In this report on the solar financing marketplace, which is characterized as an “Issue Spotlight”, the CFPB identifies four areas that they view to present risks to consumers. In the press release accompanying the report, Director Rohit Chopra commented, “With sweltering heat across America this summer, many families are installing solar panels to save on energy costs to cool their home, the CFPB is closely scrutinizing solar lenders to make sure that Americans don't get burned.”
We leave it to the reader to decide whether anyone really thinks about installing solar panels specifically to cool off their homes.

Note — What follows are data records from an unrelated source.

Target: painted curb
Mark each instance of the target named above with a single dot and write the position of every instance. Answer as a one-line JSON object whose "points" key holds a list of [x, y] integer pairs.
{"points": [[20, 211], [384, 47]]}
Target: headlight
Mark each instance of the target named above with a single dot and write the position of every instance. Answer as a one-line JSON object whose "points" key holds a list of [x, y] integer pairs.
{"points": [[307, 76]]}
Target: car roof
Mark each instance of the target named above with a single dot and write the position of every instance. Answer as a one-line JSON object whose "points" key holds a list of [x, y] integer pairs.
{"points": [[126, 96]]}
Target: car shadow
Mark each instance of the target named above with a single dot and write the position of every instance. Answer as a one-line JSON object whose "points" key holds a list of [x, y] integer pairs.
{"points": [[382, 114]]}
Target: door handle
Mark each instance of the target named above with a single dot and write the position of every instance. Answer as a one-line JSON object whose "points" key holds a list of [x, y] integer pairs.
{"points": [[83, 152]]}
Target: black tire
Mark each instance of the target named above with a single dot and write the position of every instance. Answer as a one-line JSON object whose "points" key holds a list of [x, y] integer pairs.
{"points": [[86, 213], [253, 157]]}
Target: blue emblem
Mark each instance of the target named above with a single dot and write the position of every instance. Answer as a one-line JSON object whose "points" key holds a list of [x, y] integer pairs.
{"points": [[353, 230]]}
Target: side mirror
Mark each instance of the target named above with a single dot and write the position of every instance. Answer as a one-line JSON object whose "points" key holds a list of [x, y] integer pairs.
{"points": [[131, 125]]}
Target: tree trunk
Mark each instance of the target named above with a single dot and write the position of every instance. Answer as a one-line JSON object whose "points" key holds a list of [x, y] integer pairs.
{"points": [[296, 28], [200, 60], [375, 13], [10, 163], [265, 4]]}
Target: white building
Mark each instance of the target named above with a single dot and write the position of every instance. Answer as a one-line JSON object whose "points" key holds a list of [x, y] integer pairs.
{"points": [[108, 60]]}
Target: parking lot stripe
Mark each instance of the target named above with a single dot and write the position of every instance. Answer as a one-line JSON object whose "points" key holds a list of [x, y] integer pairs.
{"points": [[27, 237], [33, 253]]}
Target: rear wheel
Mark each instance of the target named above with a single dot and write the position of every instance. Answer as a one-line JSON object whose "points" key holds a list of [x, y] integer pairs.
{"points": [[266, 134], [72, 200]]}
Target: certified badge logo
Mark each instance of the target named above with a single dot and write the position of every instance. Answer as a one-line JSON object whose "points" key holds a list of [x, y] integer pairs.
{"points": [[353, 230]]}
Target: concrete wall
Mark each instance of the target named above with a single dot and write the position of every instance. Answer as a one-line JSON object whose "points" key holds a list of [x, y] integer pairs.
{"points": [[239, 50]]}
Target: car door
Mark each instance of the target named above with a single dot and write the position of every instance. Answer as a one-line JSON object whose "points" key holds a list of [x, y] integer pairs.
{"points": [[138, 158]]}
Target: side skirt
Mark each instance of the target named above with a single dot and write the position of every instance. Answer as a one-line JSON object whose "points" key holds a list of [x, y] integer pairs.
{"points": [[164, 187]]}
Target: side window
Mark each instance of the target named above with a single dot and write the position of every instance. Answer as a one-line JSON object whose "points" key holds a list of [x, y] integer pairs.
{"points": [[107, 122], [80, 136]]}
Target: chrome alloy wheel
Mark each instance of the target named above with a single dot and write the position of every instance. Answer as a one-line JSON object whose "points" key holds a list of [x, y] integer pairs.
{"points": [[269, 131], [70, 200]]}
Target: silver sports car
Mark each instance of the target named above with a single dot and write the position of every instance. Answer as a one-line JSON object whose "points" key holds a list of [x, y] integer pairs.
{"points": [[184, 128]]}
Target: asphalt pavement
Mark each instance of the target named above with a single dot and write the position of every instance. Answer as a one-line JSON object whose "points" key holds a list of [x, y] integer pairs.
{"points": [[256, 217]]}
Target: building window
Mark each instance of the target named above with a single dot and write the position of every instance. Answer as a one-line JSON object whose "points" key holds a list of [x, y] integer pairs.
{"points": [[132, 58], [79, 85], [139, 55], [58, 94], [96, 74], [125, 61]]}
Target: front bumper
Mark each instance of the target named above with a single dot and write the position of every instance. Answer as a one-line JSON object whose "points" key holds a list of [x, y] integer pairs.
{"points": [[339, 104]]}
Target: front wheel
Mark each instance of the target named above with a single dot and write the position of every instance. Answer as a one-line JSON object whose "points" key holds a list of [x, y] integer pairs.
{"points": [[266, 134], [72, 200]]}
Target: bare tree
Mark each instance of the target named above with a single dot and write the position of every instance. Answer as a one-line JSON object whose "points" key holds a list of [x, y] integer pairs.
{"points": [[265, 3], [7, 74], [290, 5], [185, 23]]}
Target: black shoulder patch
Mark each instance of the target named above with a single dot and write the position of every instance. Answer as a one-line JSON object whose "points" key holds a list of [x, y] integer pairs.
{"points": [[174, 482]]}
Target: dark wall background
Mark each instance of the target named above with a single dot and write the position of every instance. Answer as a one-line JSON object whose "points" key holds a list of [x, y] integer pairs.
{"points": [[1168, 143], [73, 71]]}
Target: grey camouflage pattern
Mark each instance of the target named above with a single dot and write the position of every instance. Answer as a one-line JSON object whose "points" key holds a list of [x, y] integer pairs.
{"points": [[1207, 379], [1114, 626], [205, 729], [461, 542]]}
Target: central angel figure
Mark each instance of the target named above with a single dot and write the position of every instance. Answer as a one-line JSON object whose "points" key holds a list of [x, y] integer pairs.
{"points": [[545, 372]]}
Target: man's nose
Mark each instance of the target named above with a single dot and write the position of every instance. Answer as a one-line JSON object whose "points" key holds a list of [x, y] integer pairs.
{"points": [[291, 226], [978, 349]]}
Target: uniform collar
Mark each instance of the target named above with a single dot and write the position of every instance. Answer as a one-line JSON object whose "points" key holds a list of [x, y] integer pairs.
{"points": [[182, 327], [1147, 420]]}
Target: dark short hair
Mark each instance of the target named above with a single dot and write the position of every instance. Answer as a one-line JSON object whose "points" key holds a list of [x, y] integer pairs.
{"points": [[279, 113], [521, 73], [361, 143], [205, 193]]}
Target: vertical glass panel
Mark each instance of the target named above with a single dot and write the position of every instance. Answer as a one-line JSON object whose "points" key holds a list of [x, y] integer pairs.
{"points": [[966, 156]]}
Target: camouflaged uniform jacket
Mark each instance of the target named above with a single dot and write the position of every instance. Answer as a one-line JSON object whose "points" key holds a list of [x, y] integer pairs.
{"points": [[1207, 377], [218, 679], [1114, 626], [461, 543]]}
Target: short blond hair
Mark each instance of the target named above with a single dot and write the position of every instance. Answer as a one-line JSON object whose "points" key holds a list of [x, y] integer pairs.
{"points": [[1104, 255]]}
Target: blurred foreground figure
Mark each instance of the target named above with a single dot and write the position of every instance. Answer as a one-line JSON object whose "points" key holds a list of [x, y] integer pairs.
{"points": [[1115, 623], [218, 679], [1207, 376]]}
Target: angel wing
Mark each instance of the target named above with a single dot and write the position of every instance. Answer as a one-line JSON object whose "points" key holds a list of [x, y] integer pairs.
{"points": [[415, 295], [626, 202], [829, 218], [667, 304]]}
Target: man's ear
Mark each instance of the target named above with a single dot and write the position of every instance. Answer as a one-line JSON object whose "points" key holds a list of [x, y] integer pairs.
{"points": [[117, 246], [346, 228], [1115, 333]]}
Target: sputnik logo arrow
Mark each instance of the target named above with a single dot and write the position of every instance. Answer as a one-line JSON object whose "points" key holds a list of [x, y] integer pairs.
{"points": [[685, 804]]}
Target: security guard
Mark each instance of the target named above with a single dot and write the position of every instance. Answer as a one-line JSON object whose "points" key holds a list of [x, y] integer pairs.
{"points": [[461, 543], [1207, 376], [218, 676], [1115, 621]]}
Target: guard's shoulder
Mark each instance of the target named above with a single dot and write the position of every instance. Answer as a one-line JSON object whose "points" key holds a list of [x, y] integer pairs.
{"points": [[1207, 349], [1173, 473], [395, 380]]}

The four areas of concern identified by the CFPB are as follows, each of which should be taken into consideration by participants in this marketplace to ensure that their programs, disclosures and processes do not trip on them:
Hidden markups and fees. The CFPB identifies “dealer fees” as being baked into the loan principal and therefore constituting “hidden” fees. To the CFPB, “dealer fees” are “a markup from the total cash price that consumers pay for the system installation.” Should dealer fees appear in financing, it is important to understand what those fees represent and to ensure that the system installation through financing will have the same base price as system installation paid for by cash.

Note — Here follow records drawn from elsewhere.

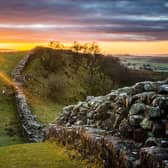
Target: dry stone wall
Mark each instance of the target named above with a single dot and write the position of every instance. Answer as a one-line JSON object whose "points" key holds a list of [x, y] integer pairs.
{"points": [[32, 129], [126, 128]]}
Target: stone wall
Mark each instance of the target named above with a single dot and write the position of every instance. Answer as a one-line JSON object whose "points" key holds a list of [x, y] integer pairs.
{"points": [[32, 129], [126, 128]]}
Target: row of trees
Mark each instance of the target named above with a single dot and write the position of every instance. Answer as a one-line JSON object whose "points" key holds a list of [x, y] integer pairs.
{"points": [[86, 48]]}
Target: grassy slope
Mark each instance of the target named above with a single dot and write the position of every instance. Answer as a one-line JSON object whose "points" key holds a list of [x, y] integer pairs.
{"points": [[41, 155], [9, 125], [76, 82]]}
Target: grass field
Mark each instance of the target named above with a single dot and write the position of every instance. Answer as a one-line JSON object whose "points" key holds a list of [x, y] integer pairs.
{"points": [[9, 123], [158, 63], [41, 155]]}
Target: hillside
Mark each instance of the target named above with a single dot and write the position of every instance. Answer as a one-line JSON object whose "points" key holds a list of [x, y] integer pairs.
{"points": [[41, 155], [10, 132], [56, 78]]}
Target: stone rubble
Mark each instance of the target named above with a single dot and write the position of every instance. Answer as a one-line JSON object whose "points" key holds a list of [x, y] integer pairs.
{"points": [[32, 129], [138, 114]]}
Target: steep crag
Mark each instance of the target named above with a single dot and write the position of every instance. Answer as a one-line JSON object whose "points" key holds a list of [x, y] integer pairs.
{"points": [[32, 129]]}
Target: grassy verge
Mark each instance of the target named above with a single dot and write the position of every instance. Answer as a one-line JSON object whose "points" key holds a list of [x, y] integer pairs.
{"points": [[41, 155], [9, 123]]}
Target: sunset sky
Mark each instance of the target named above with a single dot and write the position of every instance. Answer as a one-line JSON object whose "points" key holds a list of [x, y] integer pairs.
{"points": [[119, 26]]}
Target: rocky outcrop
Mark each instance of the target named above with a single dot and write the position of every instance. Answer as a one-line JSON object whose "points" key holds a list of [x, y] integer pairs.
{"points": [[33, 130], [136, 116]]}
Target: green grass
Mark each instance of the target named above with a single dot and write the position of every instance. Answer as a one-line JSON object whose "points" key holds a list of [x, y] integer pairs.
{"points": [[41, 155], [46, 110], [9, 123]]}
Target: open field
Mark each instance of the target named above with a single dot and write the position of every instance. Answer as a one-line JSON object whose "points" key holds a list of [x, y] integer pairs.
{"points": [[155, 63]]}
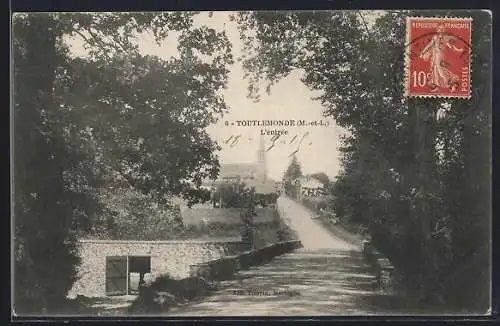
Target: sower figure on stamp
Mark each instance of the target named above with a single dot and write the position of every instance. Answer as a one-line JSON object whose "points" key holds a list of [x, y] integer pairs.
{"points": [[441, 75]]}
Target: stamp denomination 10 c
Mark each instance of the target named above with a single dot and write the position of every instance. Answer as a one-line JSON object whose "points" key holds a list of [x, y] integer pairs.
{"points": [[438, 57]]}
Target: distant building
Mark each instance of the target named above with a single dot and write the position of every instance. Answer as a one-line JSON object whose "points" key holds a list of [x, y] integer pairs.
{"points": [[253, 175], [310, 187]]}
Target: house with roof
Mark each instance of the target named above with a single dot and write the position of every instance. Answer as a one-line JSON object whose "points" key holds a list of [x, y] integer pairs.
{"points": [[252, 175]]}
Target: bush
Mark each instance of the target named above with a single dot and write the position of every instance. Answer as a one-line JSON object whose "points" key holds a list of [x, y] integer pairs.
{"points": [[165, 292]]}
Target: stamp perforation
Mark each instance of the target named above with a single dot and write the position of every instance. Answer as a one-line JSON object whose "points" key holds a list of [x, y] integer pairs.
{"points": [[408, 54]]}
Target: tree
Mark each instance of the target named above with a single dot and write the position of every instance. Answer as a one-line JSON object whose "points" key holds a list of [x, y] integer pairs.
{"points": [[117, 116], [393, 180]]}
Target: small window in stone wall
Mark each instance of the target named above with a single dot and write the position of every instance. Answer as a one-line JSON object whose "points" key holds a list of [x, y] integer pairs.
{"points": [[126, 274]]}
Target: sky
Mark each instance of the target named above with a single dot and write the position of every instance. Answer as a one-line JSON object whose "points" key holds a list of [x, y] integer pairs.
{"points": [[289, 100]]}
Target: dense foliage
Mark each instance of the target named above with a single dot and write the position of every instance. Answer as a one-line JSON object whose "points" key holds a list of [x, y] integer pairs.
{"points": [[421, 186], [112, 121]]}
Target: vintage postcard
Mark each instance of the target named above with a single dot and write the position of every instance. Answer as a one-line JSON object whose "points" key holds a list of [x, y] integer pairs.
{"points": [[284, 163]]}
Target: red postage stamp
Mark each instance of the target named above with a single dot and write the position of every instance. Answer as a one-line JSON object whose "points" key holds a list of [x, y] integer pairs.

Misleading statements concerning federal tax credits. Emphasizing that the federal “Investment Tax Credit” is not a guarantee because it “depends on the consumer’s federal tax liability” (i.e., “[l]ow-income consumers are less likely to receive a tax credit’). The CFPB specifically highlighted being concerned about marketing materials that “deduct” the presumed tax credit from sample loan costs and then present a “net cost” for the system.
Misrepresentations and omissions concerning “voluntary” prepayments. The CFPB observes that many solar loans are structured such that borrowers have to pay a large share of the loan principal (30% is referenced) by a certain time, regardless of their minimum monthly payment amounts, to avoid having the monthly payment amount increase. To the extent solar loans are structured in this manner, it is important to ensure that consumers understand the timing of the monthly payment increase and the circumstances under which the monthly payment may not increase (e.g., because the required amount of principal has been paid or due to set-offs from tax credits).
Misrepresentations regarding financial benefits. Although the CFPB acknowledges that “households can generate substantial savings from solar energy installation”, they emphasize the need to ensure that any statements regarding such savings be properly substantiated and include clear and conspicuous warnings that a variety of factors may lead to significant variations in actual savings.
While reminding that the CFPB proposed rules last summer to “rein in abuses” on PACE and is working on finalizing them, the CFPB also released a consumer advisory “warning homeowners of the risky practices in the solar lending market and sharing advice for borrowers who encounter illegal activity.” Among the advice provided, consumers are suggested to spend money on an “independent energy audit” before investing in energy-efficient appliances, taking steps to weatherize the home or solar energy systems and to present that auditor with any proposals received that include the cash price of the items/services, a written breakdown of the work to install the items and the actual materials that will be installed. The “auditor can go over the proposals with you, to help you choose.”